Trois lignes seraient concernées par cette privatisation du réseau ferré dans la région Grand Est. C'est ce que révèle Bernard Aubin, secrétaire général de FiRST (Fédération indépendante du rail et des syndicats des transports) sur son blog. La première, c'est la Ligne 14 qui relie Nancy à Merrey, en passant par Mirecourt, Vittel et Contrexéville. En raison du manque d'investissement dans ses infrastructures, les trains sont remplacés par des bus depuis 2016.

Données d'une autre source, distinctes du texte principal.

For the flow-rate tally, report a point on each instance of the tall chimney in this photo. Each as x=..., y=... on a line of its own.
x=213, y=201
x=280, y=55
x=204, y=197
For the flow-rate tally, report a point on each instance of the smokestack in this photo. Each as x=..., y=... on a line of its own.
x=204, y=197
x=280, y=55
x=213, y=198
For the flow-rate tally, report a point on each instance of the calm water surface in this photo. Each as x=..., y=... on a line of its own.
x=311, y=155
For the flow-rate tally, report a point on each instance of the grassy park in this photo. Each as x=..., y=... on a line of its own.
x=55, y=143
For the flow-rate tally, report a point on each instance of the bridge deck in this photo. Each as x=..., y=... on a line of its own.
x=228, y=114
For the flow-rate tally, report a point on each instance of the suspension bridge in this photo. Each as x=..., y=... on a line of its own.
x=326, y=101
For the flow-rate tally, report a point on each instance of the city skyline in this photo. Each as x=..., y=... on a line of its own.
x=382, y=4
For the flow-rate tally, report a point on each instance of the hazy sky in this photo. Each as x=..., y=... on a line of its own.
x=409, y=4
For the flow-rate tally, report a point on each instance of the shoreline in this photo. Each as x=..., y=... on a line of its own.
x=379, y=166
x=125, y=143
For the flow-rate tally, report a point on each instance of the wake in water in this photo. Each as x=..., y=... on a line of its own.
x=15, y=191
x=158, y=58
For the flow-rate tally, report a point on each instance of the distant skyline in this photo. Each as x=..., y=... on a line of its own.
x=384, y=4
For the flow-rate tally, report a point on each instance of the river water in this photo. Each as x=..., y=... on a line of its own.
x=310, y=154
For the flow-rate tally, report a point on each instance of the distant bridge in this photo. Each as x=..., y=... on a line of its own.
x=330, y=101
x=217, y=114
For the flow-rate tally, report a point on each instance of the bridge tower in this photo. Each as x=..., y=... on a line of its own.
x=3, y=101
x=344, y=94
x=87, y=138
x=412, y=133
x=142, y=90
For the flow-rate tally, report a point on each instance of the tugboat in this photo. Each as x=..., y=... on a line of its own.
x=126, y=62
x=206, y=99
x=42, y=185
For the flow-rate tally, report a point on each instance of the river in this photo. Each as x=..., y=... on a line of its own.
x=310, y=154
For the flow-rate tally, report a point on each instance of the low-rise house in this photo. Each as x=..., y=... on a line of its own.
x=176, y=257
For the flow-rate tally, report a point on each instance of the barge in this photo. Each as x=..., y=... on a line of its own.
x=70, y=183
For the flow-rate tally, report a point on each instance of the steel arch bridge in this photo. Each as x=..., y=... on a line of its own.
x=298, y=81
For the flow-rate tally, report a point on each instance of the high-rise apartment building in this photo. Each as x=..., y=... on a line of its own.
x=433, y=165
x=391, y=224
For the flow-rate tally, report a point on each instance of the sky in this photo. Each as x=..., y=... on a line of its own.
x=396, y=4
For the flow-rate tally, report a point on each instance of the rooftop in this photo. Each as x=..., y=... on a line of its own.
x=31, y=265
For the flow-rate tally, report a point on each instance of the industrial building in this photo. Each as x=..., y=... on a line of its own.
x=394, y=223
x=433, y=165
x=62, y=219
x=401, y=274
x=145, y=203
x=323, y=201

« L'idée de la Région ? » selon le syndicaliste : « Donner suite à la proposition d'investisseurs allemands qui ont promis de la remettre en état pour 65 millions d'euros et qui l'exploiteront vraisemblablement dans la foulée. Selon quelles normes techniques ? La ligne sera-t-elle retranchée du réseau ferroviaire national, lui ôtant toute perspective d'être empruntée par des trains autres que ceux de l'opérateur privé? Cette ligne essentiellement à voie unique dessert l’itinéraire Nancy-Merrey, le plus direct pour relier Nancy au Sud de la France ».
Des projets et des questions
Autre lignes concernées par une privatisation, la Ligne 18 entre Epinal et Saint-Dié que le président de la république Emmanuel Macron, s'était engagé publiquement à ré-ouvrir. « Comment et avec qui ? » s’interroge Bernard Aubin. Dernière ligne qui pourrait changer de statut : le tronçon qui relie Saint-Dié à Molsheim (et qui se prolonge vers Strasbourg).Des projets, mais aussi beaucoup de questions pour le secrétaire général de FiRST « Les voies souffrent aussi de « ralentissements » suite aux défauts d'investissements dans l'entretien de ses infrastructures. Les TER SNCF y circulent encore... Mais pour combien de temps ? Il y a fort à craindre que les 65 millions investis par la Région pour sa remise à niveau servent à terme les intérêts d'un nouvel opérateur privé ».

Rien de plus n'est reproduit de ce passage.